The print edition of the book will include some never-before-seen Bill Cunningham photos and will have endpapers and gorgeous detailing--a package that suits the subject.
The Skeleton Cupboard: The Making of a Clinical Psychologist by Tanya Byron (April)
A writer and media personality in the U.K., Tanya Byron recounts her experiences in training to become a clinical psychologist via stories about seven of her earliest patients. "It's a memoir in the form of stories, and we see her evolve," Miller said. "It's an entry into the world of mental illness." The first story is about Imogen, 12, who wants to commit suicide; Barnes seeks to figure out why, and the cause is chilling.
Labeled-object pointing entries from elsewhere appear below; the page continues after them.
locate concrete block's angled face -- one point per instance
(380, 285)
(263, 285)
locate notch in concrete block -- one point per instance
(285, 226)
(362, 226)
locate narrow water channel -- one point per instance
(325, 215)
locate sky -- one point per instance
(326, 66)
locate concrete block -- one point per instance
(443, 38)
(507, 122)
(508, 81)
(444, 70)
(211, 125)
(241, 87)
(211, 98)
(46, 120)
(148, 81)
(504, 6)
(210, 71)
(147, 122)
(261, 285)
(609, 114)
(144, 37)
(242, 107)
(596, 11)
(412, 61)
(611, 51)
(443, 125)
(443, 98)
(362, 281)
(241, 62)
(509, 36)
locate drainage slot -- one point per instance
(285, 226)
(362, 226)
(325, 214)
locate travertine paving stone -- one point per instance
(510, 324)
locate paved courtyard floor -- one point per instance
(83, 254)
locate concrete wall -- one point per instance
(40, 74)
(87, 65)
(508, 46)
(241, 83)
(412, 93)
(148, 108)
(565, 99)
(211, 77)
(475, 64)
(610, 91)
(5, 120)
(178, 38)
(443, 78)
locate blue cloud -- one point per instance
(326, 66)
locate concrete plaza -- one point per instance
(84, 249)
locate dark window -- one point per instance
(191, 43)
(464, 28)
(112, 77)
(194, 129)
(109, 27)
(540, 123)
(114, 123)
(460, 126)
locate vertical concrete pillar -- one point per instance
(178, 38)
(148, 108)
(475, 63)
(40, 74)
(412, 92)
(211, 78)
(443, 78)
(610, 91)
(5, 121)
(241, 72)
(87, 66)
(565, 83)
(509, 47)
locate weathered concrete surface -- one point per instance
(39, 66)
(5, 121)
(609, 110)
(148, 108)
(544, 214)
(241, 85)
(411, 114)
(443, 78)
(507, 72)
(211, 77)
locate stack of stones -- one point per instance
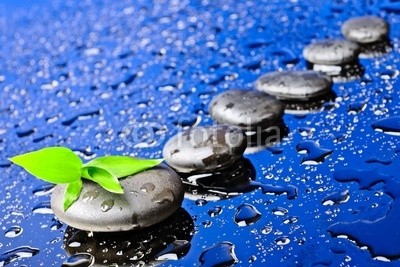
(370, 33)
(300, 91)
(251, 117)
(366, 36)
(205, 149)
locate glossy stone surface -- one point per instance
(205, 148)
(295, 85)
(150, 197)
(246, 109)
(366, 29)
(331, 52)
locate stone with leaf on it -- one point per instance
(62, 166)
(149, 197)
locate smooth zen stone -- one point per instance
(331, 52)
(149, 198)
(147, 247)
(246, 109)
(203, 149)
(295, 85)
(365, 30)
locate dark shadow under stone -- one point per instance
(375, 49)
(309, 106)
(169, 239)
(340, 73)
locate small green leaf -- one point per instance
(53, 164)
(72, 193)
(103, 177)
(122, 166)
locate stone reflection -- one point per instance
(168, 240)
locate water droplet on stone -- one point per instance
(16, 254)
(43, 208)
(147, 187)
(336, 198)
(282, 240)
(266, 229)
(201, 202)
(279, 211)
(163, 196)
(90, 195)
(291, 220)
(215, 211)
(14, 231)
(107, 205)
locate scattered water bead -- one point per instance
(390, 125)
(366, 29)
(246, 109)
(221, 254)
(336, 198)
(295, 85)
(14, 231)
(167, 240)
(201, 202)
(43, 190)
(43, 208)
(331, 52)
(215, 211)
(246, 214)
(16, 254)
(379, 235)
(79, 260)
(291, 220)
(107, 212)
(315, 154)
(280, 211)
(282, 240)
(203, 149)
(266, 230)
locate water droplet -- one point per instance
(246, 214)
(174, 251)
(279, 211)
(14, 231)
(107, 205)
(266, 229)
(163, 196)
(201, 202)
(291, 220)
(43, 190)
(314, 153)
(90, 195)
(215, 211)
(207, 223)
(221, 254)
(282, 240)
(147, 187)
(389, 125)
(16, 254)
(43, 208)
(79, 260)
(336, 198)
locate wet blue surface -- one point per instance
(120, 77)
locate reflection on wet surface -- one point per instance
(121, 77)
(168, 240)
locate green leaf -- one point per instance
(72, 193)
(53, 164)
(103, 177)
(121, 166)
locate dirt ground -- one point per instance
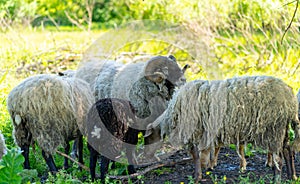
(228, 166)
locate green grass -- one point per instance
(235, 52)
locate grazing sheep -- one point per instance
(47, 109)
(2, 146)
(109, 126)
(140, 82)
(256, 109)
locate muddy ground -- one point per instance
(228, 165)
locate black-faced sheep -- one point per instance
(257, 110)
(108, 127)
(47, 109)
(2, 146)
(137, 82)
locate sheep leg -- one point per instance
(50, 162)
(25, 153)
(286, 155)
(205, 158)
(131, 160)
(93, 160)
(269, 162)
(66, 160)
(74, 149)
(241, 153)
(290, 162)
(80, 150)
(277, 167)
(215, 157)
(195, 154)
(104, 168)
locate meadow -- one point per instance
(219, 49)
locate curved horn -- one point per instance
(185, 67)
(156, 69)
(172, 58)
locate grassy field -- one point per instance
(27, 52)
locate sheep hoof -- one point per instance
(295, 177)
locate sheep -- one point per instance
(47, 109)
(140, 82)
(113, 118)
(136, 82)
(254, 109)
(2, 146)
(108, 128)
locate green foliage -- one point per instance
(11, 169)
(62, 177)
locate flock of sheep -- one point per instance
(111, 103)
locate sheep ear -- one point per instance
(157, 77)
(172, 58)
(185, 67)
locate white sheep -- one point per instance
(256, 110)
(47, 109)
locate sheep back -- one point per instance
(254, 109)
(49, 108)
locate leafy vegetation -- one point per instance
(42, 36)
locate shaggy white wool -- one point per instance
(256, 109)
(50, 108)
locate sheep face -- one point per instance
(164, 71)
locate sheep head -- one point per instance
(161, 68)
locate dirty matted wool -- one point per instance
(49, 108)
(255, 109)
(128, 82)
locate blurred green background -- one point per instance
(229, 38)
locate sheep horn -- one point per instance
(172, 58)
(185, 67)
(157, 68)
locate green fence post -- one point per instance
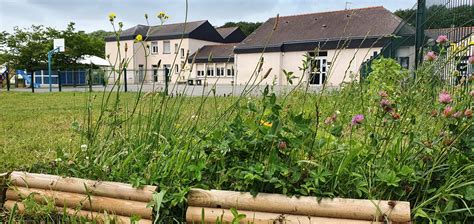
(125, 79)
(420, 33)
(59, 81)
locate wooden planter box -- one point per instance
(81, 197)
(275, 208)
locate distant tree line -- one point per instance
(440, 16)
(28, 48)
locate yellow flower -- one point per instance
(139, 38)
(163, 16)
(112, 16)
(266, 123)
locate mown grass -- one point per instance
(34, 126)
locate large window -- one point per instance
(318, 69)
(154, 47)
(230, 71)
(166, 47)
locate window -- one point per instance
(210, 71)
(166, 47)
(220, 71)
(404, 62)
(154, 47)
(318, 70)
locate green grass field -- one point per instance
(34, 126)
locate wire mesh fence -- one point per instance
(417, 34)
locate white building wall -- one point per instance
(226, 79)
(176, 58)
(342, 64)
(247, 65)
(116, 57)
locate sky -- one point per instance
(91, 15)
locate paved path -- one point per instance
(220, 90)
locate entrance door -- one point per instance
(318, 71)
(167, 69)
(155, 73)
(141, 73)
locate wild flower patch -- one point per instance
(395, 135)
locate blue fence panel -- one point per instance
(82, 77)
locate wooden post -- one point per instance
(395, 211)
(211, 215)
(77, 185)
(80, 213)
(85, 202)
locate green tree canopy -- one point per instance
(440, 16)
(28, 48)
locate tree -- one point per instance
(440, 16)
(28, 48)
(246, 27)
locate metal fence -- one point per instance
(420, 31)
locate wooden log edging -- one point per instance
(82, 186)
(79, 213)
(3, 187)
(85, 202)
(355, 209)
(194, 215)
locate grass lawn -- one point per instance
(33, 126)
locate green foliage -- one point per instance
(441, 16)
(246, 27)
(28, 48)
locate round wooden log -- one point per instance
(77, 185)
(395, 211)
(102, 218)
(73, 200)
(211, 215)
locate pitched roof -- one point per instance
(454, 34)
(217, 53)
(325, 26)
(175, 28)
(226, 31)
(201, 30)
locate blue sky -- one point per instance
(90, 15)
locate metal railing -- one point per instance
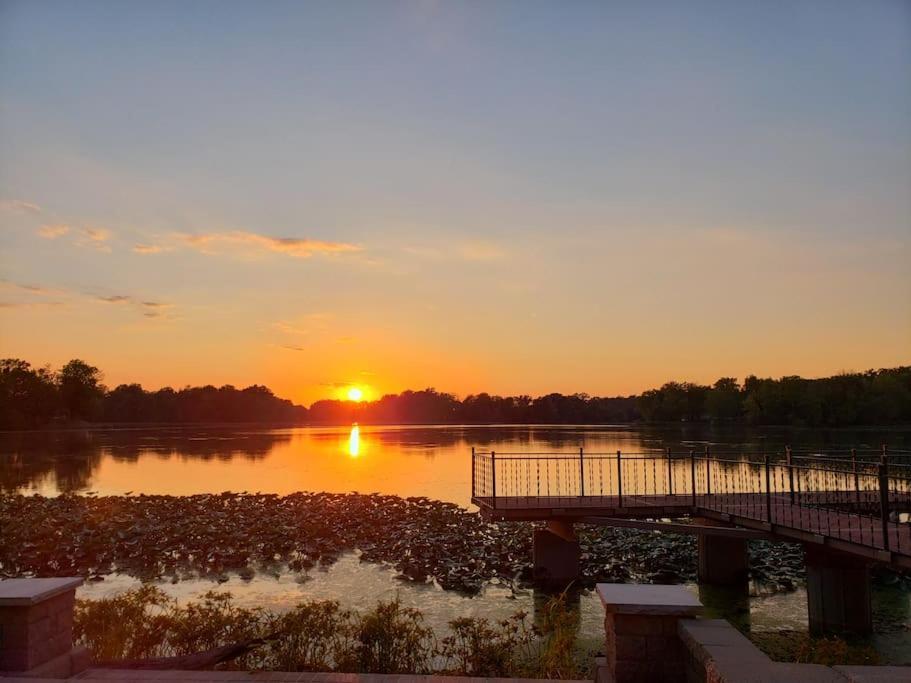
(858, 497)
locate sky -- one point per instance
(512, 197)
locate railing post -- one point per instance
(619, 479)
(472, 473)
(790, 459)
(693, 475)
(708, 473)
(581, 473)
(493, 476)
(856, 477)
(768, 490)
(883, 471)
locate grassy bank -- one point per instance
(321, 636)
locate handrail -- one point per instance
(817, 493)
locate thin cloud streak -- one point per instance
(19, 206)
(52, 232)
(292, 246)
(149, 249)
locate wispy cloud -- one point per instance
(480, 251)
(208, 243)
(12, 305)
(19, 206)
(468, 251)
(149, 249)
(38, 295)
(149, 309)
(307, 324)
(52, 232)
(96, 238)
(38, 290)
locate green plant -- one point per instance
(311, 637)
(389, 639)
(560, 628)
(478, 648)
(133, 625)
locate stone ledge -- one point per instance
(716, 639)
(654, 600)
(27, 592)
(875, 674)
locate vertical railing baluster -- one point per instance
(856, 478)
(768, 491)
(493, 476)
(790, 459)
(472, 473)
(883, 471)
(581, 473)
(708, 473)
(619, 479)
(693, 475)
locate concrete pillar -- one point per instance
(642, 641)
(838, 592)
(723, 560)
(556, 554)
(36, 628)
Byron also recounts how she became interested in the field: when she was 15, she saw her grandmother murdered and wanted to understand why someone would do such a thing. Byron does not take a black-and-white approach; instead she sees people as being on a spectrum. Liz Keenan called The Skeleton Cupboard reminiscent of the TV show House in its pacing and the way it explores medical mysteries.
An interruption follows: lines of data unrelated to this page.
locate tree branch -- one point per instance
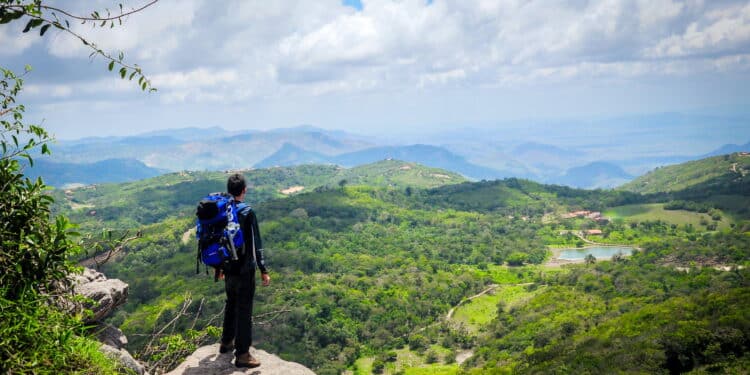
(50, 8)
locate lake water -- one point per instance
(599, 252)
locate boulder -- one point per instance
(124, 358)
(207, 361)
(105, 294)
(110, 335)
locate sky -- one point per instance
(386, 67)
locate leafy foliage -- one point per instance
(35, 336)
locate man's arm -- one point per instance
(259, 257)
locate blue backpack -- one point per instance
(220, 239)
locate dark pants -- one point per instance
(238, 319)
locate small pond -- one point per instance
(599, 252)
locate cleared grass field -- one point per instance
(656, 211)
(482, 310)
(409, 362)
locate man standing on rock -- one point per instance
(239, 282)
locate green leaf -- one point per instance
(32, 24)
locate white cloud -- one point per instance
(199, 50)
(719, 32)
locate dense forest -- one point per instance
(369, 261)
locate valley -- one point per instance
(394, 267)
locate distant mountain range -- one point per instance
(724, 174)
(110, 170)
(478, 157)
(432, 156)
(594, 175)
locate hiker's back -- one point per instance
(221, 242)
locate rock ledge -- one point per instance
(207, 361)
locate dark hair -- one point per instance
(236, 184)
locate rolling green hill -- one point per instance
(715, 174)
(130, 205)
(367, 263)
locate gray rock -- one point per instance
(105, 294)
(124, 358)
(110, 335)
(207, 361)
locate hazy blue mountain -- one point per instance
(728, 149)
(432, 156)
(290, 155)
(190, 134)
(594, 175)
(206, 149)
(105, 171)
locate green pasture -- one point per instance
(409, 362)
(480, 311)
(656, 211)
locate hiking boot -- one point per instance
(246, 360)
(226, 347)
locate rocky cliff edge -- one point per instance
(207, 361)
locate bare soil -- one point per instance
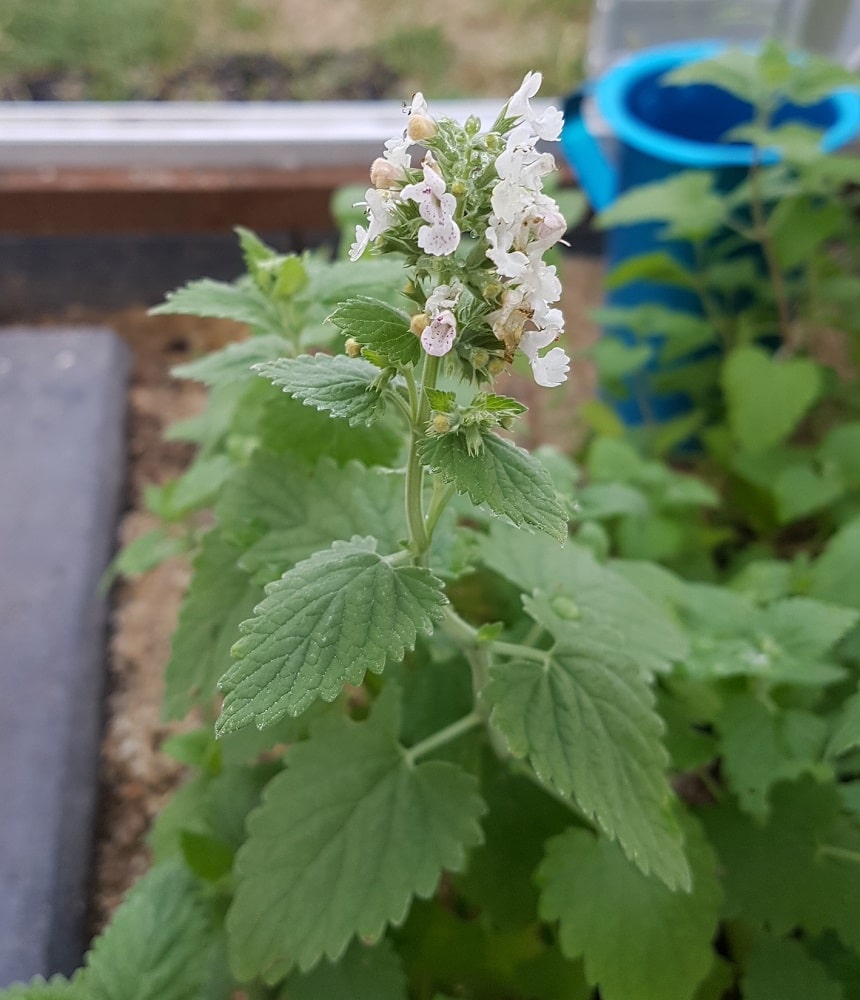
(137, 779)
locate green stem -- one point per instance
(518, 651)
(442, 493)
(443, 736)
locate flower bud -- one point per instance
(385, 174)
(419, 323)
(421, 127)
(443, 423)
(472, 125)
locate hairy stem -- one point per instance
(444, 736)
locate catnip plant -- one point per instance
(474, 722)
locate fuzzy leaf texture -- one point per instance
(234, 362)
(767, 397)
(241, 301)
(290, 510)
(637, 937)
(510, 481)
(219, 598)
(361, 974)
(324, 624)
(157, 947)
(602, 594)
(799, 869)
(340, 385)
(344, 839)
(379, 327)
(585, 720)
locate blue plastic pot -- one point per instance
(661, 130)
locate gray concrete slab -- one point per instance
(62, 464)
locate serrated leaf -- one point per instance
(157, 945)
(241, 301)
(219, 597)
(234, 362)
(685, 201)
(340, 385)
(797, 870)
(361, 974)
(510, 481)
(288, 426)
(534, 563)
(767, 397)
(846, 734)
(778, 969)
(761, 747)
(346, 836)
(834, 575)
(291, 510)
(584, 718)
(637, 938)
(380, 327)
(325, 623)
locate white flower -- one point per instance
(551, 370)
(436, 206)
(444, 297)
(509, 263)
(439, 334)
(545, 126)
(380, 215)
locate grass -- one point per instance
(450, 48)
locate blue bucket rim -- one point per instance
(611, 90)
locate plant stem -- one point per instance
(443, 736)
(419, 539)
(518, 651)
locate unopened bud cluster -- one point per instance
(473, 223)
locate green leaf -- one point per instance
(638, 939)
(734, 70)
(219, 597)
(761, 747)
(801, 490)
(340, 385)
(379, 327)
(783, 970)
(767, 397)
(834, 575)
(148, 551)
(686, 201)
(600, 593)
(344, 839)
(584, 718)
(656, 265)
(241, 301)
(510, 481)
(286, 511)
(288, 426)
(233, 363)
(797, 870)
(325, 623)
(157, 945)
(361, 974)
(841, 448)
(846, 735)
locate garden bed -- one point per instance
(136, 778)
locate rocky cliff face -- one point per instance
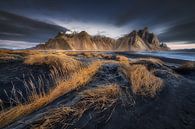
(134, 41)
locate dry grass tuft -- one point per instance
(97, 99)
(77, 79)
(142, 81)
(121, 58)
(59, 61)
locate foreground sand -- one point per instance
(95, 90)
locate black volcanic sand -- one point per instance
(172, 108)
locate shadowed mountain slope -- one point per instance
(134, 41)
Year of the Cow: How 420 Pounds of Beef Built a Better Life for One American Family by Jared Stone (April)
When Emmy-winning TV producer Jared Stone decided he and his family didn't know enough about the meat they were eating, he bought a cow. After the cow was butchered, he stored it in a freezer and over the course of hundreds of meals, he cooked his way through the bovine. During the journey, he discusses the ethnography of cattle, how our ancestors prepared meat and "how intense the experience of eating the cow was and its contrast to food that's processed that we don't have a connection with," Miller said. He also reveals the mistakes he made and how his and his family's lives were affected by the project.
Miller called Year of the Cow "a memoir that looks at where food comes from and the paleo trend of eating more meat. It's an entry to those trends, but more fun than a manifesto." There's a recipe at the end of each chapter. Liz Keenan added: "It's fun to see what he leaves to the end to cook!"